African delegates fired their opening shots on Friday (17July) in the United Nations Security Council debate on the sale of arms to South Africa.
African delegates fired their opening shots on Friday (17July) in the United Nations Security Council debate on the sale of arms to South Africa. The 15-nation council had been called into urgent session at the request of 35 African states, supported by India, pakistan, Saudi Arabia and Yugoslavia. Among those expressing their concern about the possibility of arms sales to South Africa was Somali delegate Abdul Rahim Abby Farah, Chairman of the General Assembly's Special Committee on Apartheid.
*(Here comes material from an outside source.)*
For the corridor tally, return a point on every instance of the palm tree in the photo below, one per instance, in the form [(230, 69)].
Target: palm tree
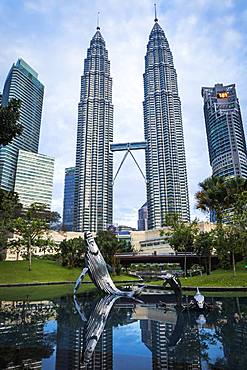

The opening session had been expected to be a brief one, but reports of an imminent British decision on the resumption of arms sales and a Paris dispatch that a French aircraft firm has offered the South Africans anti-submarine aircraft sparked off a lengthy discussion.
In addition to U.N. Secretary-General U Thant, British Ambassador Frederick Warner attended the debate. Neither Britain nor France replied, but Mr. Warner is expected to speak early next week.
The resolution the Afro-Asians will submit to the Council at the end of the debate is expected to include demands that supply of all vehicles and equipment for the use of the South African armed forces be withheld and that all licenses granted to South Africa or South African companies for the manufacture of arms be revoked.
Diplomatic observers doubted, however, that the Council could in fact do more that reaffirm its mandatory embargo of 1963 and 1964.